Out of interest I looked up F B Challis to see what relevance this name had and it turned up in the Legislation site of all places. Specifically Finance Act 1957 contains this clause

17 Validating grant by New Zealand Apple and Pear Marketing Board to dependants of the late F B Challis
The payment by the New Zealand Apple and Pear Marketing Board out of its funds during the financial year of the Board ending with 30 November 1957 of the sum of 1,000 pounds as a compassionate allowance for the benefit of the dependants of Frederick Bertram Challis, deceased, former Branch Manager of the Board at Dunedin, is hereby validated and declared to have been lawfully made.

So very interesting as essentially it means APB names this store as some sort of memorial to one of their staff.

This photo was essentially taken at more or less the same time as the previous one and it gives us a view of the building and shelter across the far end of the yard. Compare with the other photos.

I think looking at it I remember this photo was probably by Geoffrey White of Dunedin and he probably took the other photo as well for all I know.
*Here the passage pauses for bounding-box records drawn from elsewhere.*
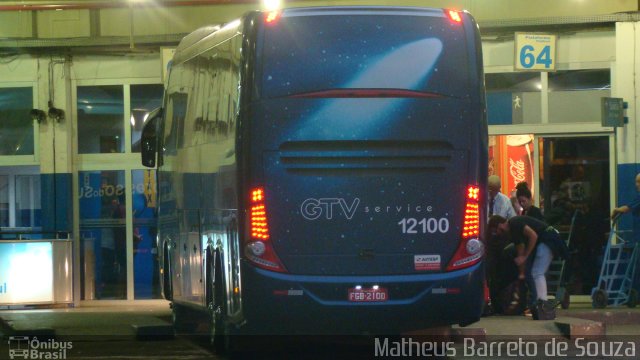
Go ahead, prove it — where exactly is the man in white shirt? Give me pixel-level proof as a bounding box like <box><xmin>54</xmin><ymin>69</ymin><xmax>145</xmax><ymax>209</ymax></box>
<box><xmin>485</xmin><ymin>175</ymin><xmax>516</xmax><ymax>314</ymax></box>
<box><xmin>487</xmin><ymin>175</ymin><xmax>516</xmax><ymax>220</ymax></box>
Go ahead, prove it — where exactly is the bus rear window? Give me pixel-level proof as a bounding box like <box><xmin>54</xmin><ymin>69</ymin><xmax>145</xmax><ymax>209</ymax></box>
<box><xmin>260</xmin><ymin>14</ymin><xmax>468</xmax><ymax>98</ymax></box>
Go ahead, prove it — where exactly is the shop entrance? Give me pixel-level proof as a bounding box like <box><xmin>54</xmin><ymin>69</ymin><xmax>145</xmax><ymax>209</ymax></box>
<box><xmin>489</xmin><ymin>134</ymin><xmax>613</xmax><ymax>295</ymax></box>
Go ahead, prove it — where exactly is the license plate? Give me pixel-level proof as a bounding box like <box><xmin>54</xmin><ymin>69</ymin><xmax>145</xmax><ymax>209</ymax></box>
<box><xmin>349</xmin><ymin>287</ymin><xmax>389</xmax><ymax>302</ymax></box>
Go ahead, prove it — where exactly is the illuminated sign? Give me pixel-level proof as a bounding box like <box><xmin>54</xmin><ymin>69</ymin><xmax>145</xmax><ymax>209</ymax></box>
<box><xmin>515</xmin><ymin>33</ymin><xmax>556</xmax><ymax>71</ymax></box>
<box><xmin>0</xmin><ymin>242</ymin><xmax>53</xmax><ymax>305</ymax></box>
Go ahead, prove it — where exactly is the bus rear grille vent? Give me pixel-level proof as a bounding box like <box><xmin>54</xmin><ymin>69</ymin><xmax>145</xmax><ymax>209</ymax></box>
<box><xmin>279</xmin><ymin>141</ymin><xmax>454</xmax><ymax>175</ymax></box>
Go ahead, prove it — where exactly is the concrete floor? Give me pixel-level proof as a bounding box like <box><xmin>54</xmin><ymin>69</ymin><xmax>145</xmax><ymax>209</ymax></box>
<box><xmin>0</xmin><ymin>301</ymin><xmax>640</xmax><ymax>359</ymax></box>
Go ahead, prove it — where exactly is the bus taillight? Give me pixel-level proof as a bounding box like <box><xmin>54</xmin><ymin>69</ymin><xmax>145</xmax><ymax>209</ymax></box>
<box><xmin>447</xmin><ymin>186</ymin><xmax>484</xmax><ymax>271</ymax></box>
<box><xmin>244</xmin><ymin>188</ymin><xmax>286</xmax><ymax>272</ymax></box>
<box><xmin>445</xmin><ymin>10</ymin><xmax>462</xmax><ymax>22</ymax></box>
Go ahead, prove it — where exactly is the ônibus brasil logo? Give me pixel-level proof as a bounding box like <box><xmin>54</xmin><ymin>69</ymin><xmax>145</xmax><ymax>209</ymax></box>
<box><xmin>9</xmin><ymin>336</ymin><xmax>73</xmax><ymax>360</ymax></box>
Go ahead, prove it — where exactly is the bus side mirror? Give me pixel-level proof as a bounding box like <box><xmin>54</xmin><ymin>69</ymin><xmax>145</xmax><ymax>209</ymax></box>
<box><xmin>140</xmin><ymin>108</ymin><xmax>162</xmax><ymax>168</ymax></box>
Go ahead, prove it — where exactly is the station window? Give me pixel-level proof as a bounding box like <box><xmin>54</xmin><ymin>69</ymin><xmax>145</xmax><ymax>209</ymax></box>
<box><xmin>15</xmin><ymin>175</ymin><xmax>42</xmax><ymax>228</ymax></box>
<box><xmin>78</xmin><ymin>170</ymin><xmax>127</xmax><ymax>300</ymax></box>
<box><xmin>77</xmin><ymin>85</ymin><xmax>124</xmax><ymax>154</ymax></box>
<box><xmin>0</xmin><ymin>87</ymin><xmax>34</xmax><ymax>156</ymax></box>
<box><xmin>0</xmin><ymin>175</ymin><xmax>9</xmax><ymax>227</ymax></box>
<box><xmin>131</xmin><ymin>170</ymin><xmax>161</xmax><ymax>299</ymax></box>
<box><xmin>0</xmin><ymin>166</ymin><xmax>42</xmax><ymax>228</ymax></box>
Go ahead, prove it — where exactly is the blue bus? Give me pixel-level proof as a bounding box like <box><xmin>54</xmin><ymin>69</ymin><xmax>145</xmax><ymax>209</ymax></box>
<box><xmin>142</xmin><ymin>7</ymin><xmax>488</xmax><ymax>348</ymax></box>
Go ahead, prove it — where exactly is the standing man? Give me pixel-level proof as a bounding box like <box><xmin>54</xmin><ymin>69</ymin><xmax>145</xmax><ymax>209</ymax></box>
<box><xmin>611</xmin><ymin>174</ymin><xmax>640</xmax><ymax>219</ymax></box>
<box><xmin>487</xmin><ymin>175</ymin><xmax>516</xmax><ymax>220</ymax></box>
<box><xmin>486</xmin><ymin>175</ymin><xmax>516</xmax><ymax>313</ymax></box>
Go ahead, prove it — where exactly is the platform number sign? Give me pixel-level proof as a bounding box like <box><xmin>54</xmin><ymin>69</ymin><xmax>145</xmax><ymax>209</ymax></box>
<box><xmin>515</xmin><ymin>33</ymin><xmax>556</xmax><ymax>71</ymax></box>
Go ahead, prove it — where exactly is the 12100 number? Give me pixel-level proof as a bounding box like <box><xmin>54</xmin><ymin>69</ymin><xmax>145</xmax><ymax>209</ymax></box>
<box><xmin>398</xmin><ymin>218</ymin><xmax>449</xmax><ymax>234</ymax></box>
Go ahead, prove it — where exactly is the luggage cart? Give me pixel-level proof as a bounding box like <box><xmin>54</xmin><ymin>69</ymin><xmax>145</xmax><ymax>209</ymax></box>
<box><xmin>545</xmin><ymin>210</ymin><xmax>579</xmax><ymax>309</ymax></box>
<box><xmin>591</xmin><ymin>216</ymin><xmax>638</xmax><ymax>309</ymax></box>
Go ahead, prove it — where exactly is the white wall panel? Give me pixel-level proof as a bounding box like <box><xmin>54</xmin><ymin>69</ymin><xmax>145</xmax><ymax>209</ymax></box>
<box><xmin>38</xmin><ymin>10</ymin><xmax>90</xmax><ymax>38</ymax></box>
<box><xmin>71</xmin><ymin>53</ymin><xmax>162</xmax><ymax>80</ymax></box>
<box><xmin>0</xmin><ymin>11</ymin><xmax>33</xmax><ymax>38</ymax></box>
<box><xmin>0</xmin><ymin>55</ymin><xmax>38</xmax><ymax>83</ymax></box>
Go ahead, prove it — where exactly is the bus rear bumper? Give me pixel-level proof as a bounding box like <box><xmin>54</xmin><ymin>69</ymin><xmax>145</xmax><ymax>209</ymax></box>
<box><xmin>239</xmin><ymin>263</ymin><xmax>484</xmax><ymax>335</ymax></box>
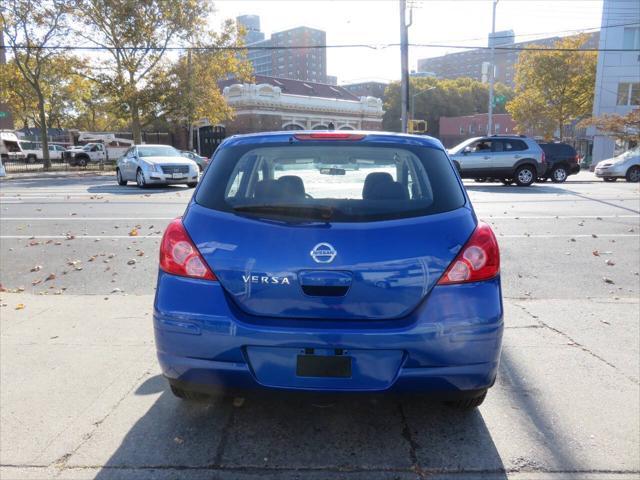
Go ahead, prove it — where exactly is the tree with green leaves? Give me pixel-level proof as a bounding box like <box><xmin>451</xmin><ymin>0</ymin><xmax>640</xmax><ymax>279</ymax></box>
<box><xmin>507</xmin><ymin>35</ymin><xmax>598</xmax><ymax>139</ymax></box>
<box><xmin>75</xmin><ymin>0</ymin><xmax>213</xmax><ymax>143</ymax></box>
<box><xmin>151</xmin><ymin>20</ymin><xmax>252</xmax><ymax>150</ymax></box>
<box><xmin>0</xmin><ymin>0</ymin><xmax>71</xmax><ymax>169</ymax></box>
<box><xmin>382</xmin><ymin>77</ymin><xmax>513</xmax><ymax>136</ymax></box>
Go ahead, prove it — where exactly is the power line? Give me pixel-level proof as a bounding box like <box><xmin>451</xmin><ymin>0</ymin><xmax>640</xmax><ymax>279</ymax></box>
<box><xmin>3</xmin><ymin>40</ymin><xmax>640</xmax><ymax>53</ymax></box>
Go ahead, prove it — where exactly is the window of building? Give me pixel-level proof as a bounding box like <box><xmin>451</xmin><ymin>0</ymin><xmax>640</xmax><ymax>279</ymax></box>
<box><xmin>616</xmin><ymin>82</ymin><xmax>640</xmax><ymax>105</ymax></box>
<box><xmin>622</xmin><ymin>27</ymin><xmax>640</xmax><ymax>49</ymax></box>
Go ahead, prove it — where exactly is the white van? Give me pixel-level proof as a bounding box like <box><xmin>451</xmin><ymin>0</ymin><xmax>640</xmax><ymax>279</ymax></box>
<box><xmin>20</xmin><ymin>140</ymin><xmax>65</xmax><ymax>163</ymax></box>
<box><xmin>0</xmin><ymin>130</ymin><xmax>25</xmax><ymax>162</ymax></box>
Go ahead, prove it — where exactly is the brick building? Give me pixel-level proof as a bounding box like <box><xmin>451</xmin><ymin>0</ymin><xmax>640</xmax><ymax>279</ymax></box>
<box><xmin>220</xmin><ymin>75</ymin><xmax>384</xmax><ymax>135</ymax></box>
<box><xmin>418</xmin><ymin>30</ymin><xmax>599</xmax><ymax>87</ymax></box>
<box><xmin>236</xmin><ymin>15</ymin><xmax>333</xmax><ymax>83</ymax></box>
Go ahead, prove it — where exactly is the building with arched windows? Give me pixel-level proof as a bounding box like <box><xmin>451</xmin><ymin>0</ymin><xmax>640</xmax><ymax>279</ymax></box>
<box><xmin>221</xmin><ymin>75</ymin><xmax>384</xmax><ymax>135</ymax></box>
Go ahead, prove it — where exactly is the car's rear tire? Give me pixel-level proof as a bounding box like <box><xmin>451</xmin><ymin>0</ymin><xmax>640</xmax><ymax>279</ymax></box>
<box><xmin>445</xmin><ymin>390</ymin><xmax>487</xmax><ymax>410</ymax></box>
<box><xmin>169</xmin><ymin>384</ymin><xmax>209</xmax><ymax>401</ymax></box>
<box><xmin>136</xmin><ymin>169</ymin><xmax>147</xmax><ymax>188</ymax></box>
<box><xmin>625</xmin><ymin>165</ymin><xmax>640</xmax><ymax>183</ymax></box>
<box><xmin>514</xmin><ymin>165</ymin><xmax>537</xmax><ymax>187</ymax></box>
<box><xmin>116</xmin><ymin>168</ymin><xmax>127</xmax><ymax>187</ymax></box>
<box><xmin>551</xmin><ymin>165</ymin><xmax>569</xmax><ymax>183</ymax></box>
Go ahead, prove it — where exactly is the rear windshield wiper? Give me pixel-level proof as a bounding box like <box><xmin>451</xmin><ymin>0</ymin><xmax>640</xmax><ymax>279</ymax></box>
<box><xmin>233</xmin><ymin>204</ymin><xmax>335</xmax><ymax>220</ymax></box>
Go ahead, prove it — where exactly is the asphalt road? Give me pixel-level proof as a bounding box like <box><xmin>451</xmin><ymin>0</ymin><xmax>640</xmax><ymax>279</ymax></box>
<box><xmin>0</xmin><ymin>173</ymin><xmax>640</xmax><ymax>479</ymax></box>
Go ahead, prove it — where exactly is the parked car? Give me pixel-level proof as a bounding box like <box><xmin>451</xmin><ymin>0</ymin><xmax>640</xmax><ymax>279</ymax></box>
<box><xmin>20</xmin><ymin>140</ymin><xmax>66</xmax><ymax>163</ymax></box>
<box><xmin>116</xmin><ymin>145</ymin><xmax>198</xmax><ymax>188</ymax></box>
<box><xmin>180</xmin><ymin>150</ymin><xmax>209</xmax><ymax>172</ymax></box>
<box><xmin>449</xmin><ymin>135</ymin><xmax>546</xmax><ymax>187</ymax></box>
<box><xmin>538</xmin><ymin>142</ymin><xmax>580</xmax><ymax>183</ymax></box>
<box><xmin>595</xmin><ymin>146</ymin><xmax>640</xmax><ymax>182</ymax></box>
<box><xmin>0</xmin><ymin>130</ymin><xmax>26</xmax><ymax>162</ymax></box>
<box><xmin>154</xmin><ymin>131</ymin><xmax>503</xmax><ymax>408</ymax></box>
<box><xmin>64</xmin><ymin>143</ymin><xmax>107</xmax><ymax>167</ymax></box>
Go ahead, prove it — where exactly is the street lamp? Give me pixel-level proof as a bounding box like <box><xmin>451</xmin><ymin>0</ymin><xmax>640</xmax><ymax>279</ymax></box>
<box><xmin>411</xmin><ymin>86</ymin><xmax>436</xmax><ymax>120</ymax></box>
<box><xmin>487</xmin><ymin>0</ymin><xmax>498</xmax><ymax>135</ymax></box>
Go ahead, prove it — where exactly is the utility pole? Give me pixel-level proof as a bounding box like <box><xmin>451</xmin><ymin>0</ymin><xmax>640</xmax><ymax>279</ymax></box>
<box><xmin>487</xmin><ymin>0</ymin><xmax>498</xmax><ymax>135</ymax></box>
<box><xmin>400</xmin><ymin>0</ymin><xmax>411</xmax><ymax>133</ymax></box>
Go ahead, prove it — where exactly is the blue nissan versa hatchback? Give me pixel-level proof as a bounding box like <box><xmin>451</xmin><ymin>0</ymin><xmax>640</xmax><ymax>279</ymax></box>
<box><xmin>154</xmin><ymin>131</ymin><xmax>503</xmax><ymax>408</ymax></box>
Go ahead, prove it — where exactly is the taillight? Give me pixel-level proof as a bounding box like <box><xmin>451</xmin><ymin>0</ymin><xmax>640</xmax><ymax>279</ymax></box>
<box><xmin>438</xmin><ymin>222</ymin><xmax>500</xmax><ymax>285</ymax></box>
<box><xmin>160</xmin><ymin>218</ymin><xmax>217</xmax><ymax>280</ymax></box>
<box><xmin>293</xmin><ymin>132</ymin><xmax>365</xmax><ymax>140</ymax></box>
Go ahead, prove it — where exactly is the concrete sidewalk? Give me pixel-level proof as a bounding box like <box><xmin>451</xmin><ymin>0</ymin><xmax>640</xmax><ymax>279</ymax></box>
<box><xmin>0</xmin><ymin>169</ymin><xmax>116</xmax><ymax>183</ymax></box>
<box><xmin>0</xmin><ymin>293</ymin><xmax>640</xmax><ymax>480</ymax></box>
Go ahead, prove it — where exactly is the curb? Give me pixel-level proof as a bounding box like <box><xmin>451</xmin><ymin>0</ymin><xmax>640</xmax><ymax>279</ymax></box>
<box><xmin>0</xmin><ymin>170</ymin><xmax>115</xmax><ymax>182</ymax></box>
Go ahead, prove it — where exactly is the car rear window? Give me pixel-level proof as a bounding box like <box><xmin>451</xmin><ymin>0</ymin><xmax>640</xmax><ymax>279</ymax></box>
<box><xmin>540</xmin><ymin>143</ymin><xmax>576</xmax><ymax>157</ymax></box>
<box><xmin>195</xmin><ymin>142</ymin><xmax>465</xmax><ymax>222</ymax></box>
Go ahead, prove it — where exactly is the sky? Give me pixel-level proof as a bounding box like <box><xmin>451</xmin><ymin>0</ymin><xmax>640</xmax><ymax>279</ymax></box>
<box><xmin>209</xmin><ymin>0</ymin><xmax>602</xmax><ymax>84</ymax></box>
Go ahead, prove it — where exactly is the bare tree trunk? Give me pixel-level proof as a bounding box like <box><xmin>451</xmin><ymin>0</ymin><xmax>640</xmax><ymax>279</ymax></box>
<box><xmin>36</xmin><ymin>92</ymin><xmax>51</xmax><ymax>170</ymax></box>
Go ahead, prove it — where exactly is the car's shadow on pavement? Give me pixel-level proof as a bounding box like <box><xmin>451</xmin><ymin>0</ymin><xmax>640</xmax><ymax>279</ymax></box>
<box><xmin>96</xmin><ymin>376</ymin><xmax>507</xmax><ymax>480</ymax></box>
<box><xmin>87</xmin><ymin>181</ymin><xmax>193</xmax><ymax>195</ymax></box>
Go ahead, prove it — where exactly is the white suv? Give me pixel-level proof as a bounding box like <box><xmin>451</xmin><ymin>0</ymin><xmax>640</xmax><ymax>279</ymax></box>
<box><xmin>449</xmin><ymin>135</ymin><xmax>546</xmax><ymax>187</ymax></box>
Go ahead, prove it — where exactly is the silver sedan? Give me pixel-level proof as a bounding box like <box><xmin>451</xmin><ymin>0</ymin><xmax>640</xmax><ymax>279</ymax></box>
<box><xmin>116</xmin><ymin>145</ymin><xmax>199</xmax><ymax>188</ymax></box>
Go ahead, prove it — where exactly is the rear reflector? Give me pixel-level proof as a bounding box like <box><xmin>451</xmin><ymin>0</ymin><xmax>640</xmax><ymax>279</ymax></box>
<box><xmin>438</xmin><ymin>222</ymin><xmax>500</xmax><ymax>285</ymax></box>
<box><xmin>293</xmin><ymin>132</ymin><xmax>365</xmax><ymax>140</ymax></box>
<box><xmin>160</xmin><ymin>218</ymin><xmax>217</xmax><ymax>280</ymax></box>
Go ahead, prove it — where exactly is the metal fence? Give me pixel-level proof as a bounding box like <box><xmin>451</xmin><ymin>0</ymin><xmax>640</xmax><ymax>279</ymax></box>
<box><xmin>2</xmin><ymin>159</ymin><xmax>116</xmax><ymax>173</ymax></box>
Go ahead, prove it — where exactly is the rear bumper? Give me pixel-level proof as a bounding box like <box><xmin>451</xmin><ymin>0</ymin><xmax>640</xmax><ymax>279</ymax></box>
<box><xmin>154</xmin><ymin>272</ymin><xmax>503</xmax><ymax>396</ymax></box>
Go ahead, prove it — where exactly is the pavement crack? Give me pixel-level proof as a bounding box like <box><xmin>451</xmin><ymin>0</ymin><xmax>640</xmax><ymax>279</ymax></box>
<box><xmin>513</xmin><ymin>303</ymin><xmax>640</xmax><ymax>385</ymax></box>
<box><xmin>214</xmin><ymin>396</ymin><xmax>235</xmax><ymax>465</ymax></box>
<box><xmin>398</xmin><ymin>401</ymin><xmax>426</xmax><ymax>478</ymax></box>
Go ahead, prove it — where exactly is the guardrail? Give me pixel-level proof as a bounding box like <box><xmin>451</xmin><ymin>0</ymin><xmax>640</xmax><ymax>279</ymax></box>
<box><xmin>2</xmin><ymin>159</ymin><xmax>116</xmax><ymax>173</ymax></box>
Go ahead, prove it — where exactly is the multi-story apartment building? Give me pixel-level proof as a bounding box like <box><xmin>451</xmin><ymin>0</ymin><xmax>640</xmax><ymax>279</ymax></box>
<box><xmin>418</xmin><ymin>30</ymin><xmax>598</xmax><ymax>87</ymax></box>
<box><xmin>237</xmin><ymin>15</ymin><xmax>330</xmax><ymax>83</ymax></box>
<box><xmin>588</xmin><ymin>0</ymin><xmax>640</xmax><ymax>162</ymax></box>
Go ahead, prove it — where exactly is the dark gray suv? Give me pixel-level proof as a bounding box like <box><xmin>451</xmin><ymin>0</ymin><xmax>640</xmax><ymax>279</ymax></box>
<box><xmin>449</xmin><ymin>135</ymin><xmax>546</xmax><ymax>187</ymax></box>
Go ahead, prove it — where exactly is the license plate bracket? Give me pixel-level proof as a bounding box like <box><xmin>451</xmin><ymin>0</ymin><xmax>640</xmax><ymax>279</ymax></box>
<box><xmin>296</xmin><ymin>354</ymin><xmax>351</xmax><ymax>378</ymax></box>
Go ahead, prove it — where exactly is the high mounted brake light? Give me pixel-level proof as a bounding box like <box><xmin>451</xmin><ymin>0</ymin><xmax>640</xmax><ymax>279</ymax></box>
<box><xmin>438</xmin><ymin>222</ymin><xmax>500</xmax><ymax>285</ymax></box>
<box><xmin>160</xmin><ymin>218</ymin><xmax>217</xmax><ymax>280</ymax></box>
<box><xmin>293</xmin><ymin>132</ymin><xmax>365</xmax><ymax>140</ymax></box>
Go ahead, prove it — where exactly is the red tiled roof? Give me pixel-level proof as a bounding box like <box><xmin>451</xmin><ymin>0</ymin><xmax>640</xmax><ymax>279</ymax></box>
<box><xmin>219</xmin><ymin>75</ymin><xmax>360</xmax><ymax>101</ymax></box>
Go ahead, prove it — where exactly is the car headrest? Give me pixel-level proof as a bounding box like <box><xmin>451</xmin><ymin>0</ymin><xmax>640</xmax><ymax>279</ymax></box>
<box><xmin>277</xmin><ymin>175</ymin><xmax>305</xmax><ymax>199</ymax></box>
<box><xmin>362</xmin><ymin>172</ymin><xmax>409</xmax><ymax>200</ymax></box>
<box><xmin>253</xmin><ymin>180</ymin><xmax>278</xmax><ymax>200</ymax></box>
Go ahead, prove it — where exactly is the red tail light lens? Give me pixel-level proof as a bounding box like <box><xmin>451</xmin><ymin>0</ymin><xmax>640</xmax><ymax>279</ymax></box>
<box><xmin>438</xmin><ymin>222</ymin><xmax>500</xmax><ymax>285</ymax></box>
<box><xmin>160</xmin><ymin>218</ymin><xmax>217</xmax><ymax>280</ymax></box>
<box><xmin>294</xmin><ymin>132</ymin><xmax>365</xmax><ymax>140</ymax></box>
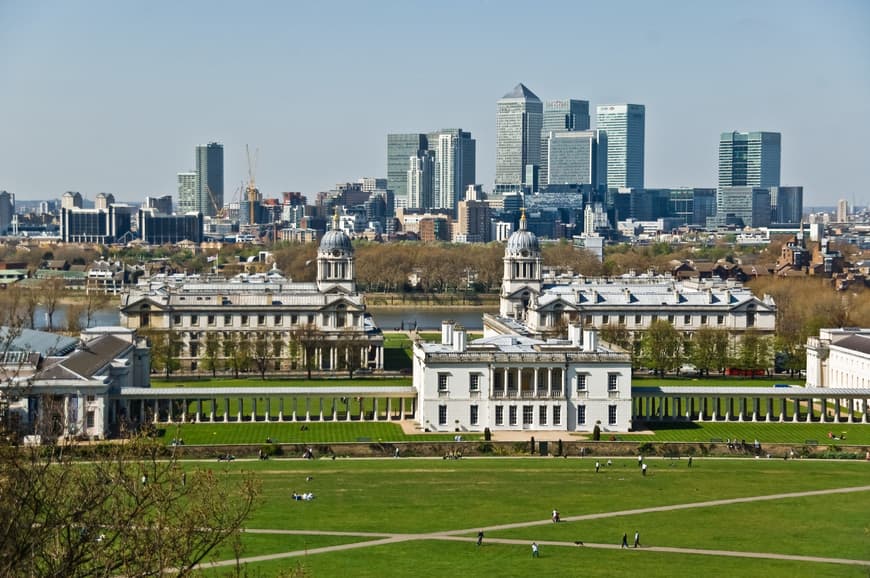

So essentially those photos cover how I knew (as mentioned previously) there was an Apple and Pear Marketing Board store at the west end of the yard and how it is still there today.

Here are some of my own photos of Alexandra as well. All these were taken on the Photographers Special train of September 1989.

The biggest deal we can make of Alexandra is there was next to no interest in creating a heritage precinct. At the time the line closed the station building and goods shed still existed, however these buildings were knocked down, and in fact almost the whole yard was cleared so there is only the station platform remaining today. Compare that with the old Clyde station (closed 1980), Ranfurly and Hyde. Although over time the Ranfurly layout has changed with most of the yard tracks now lifted, and the Clyde buildings have been run down, the Hyde station has been taken over by the rail trail trust but it looks like they have pulled up some of the yard track to put the trail right through the yard.

Otago Central Railway [31B]: Alexandra 2

So I will shortly draw up the map for Alexandra, in the meantime here are some photos.

This one is from Weston Langford and it shows Alexandra in January 1964. We can see the goods shed did not have an internal track like most sheds did. Instead, the wagons were unloaded under a verandah outside. This would be a simple and cheap way of increasing the capacity of the shed but in the freezing cold Central Otago winters would not give pleasant working conditions. It's noted in D&E in a photo of Omakau that they had the only goods shed in NZ that had a fireplace inside it - Omakau is one of the coldest places in NZ in winter with -21 degrees recorded at Ophir in 1995. 

 The road rail bridge.
 The road and railway approaching the combined bridge.

 Combined bridge.

 Road approach to the bridge.

 Crossing the roadway, the footway to the right was added for the rail trail and is not original.

 Looking up the river.

 No ordinary pathway with a kilometre peg alongside.

 SH85 crossing at Alexandra.

 The station platform. The yard area has been sold into private ownership. There are no railway buildings on the former yard land. The station was demolished about 1992. The local service clubs have proposed building a replica of the station but this has yet to get off the ground.

 At one of the level crossings a railway mural has been painted onto an adjoining business premises.

Another view of this mural. In the foreground is possibly a trackside telephone box. There would not have been many crossing alarms on the line so I am presuming it was not controls for alarms.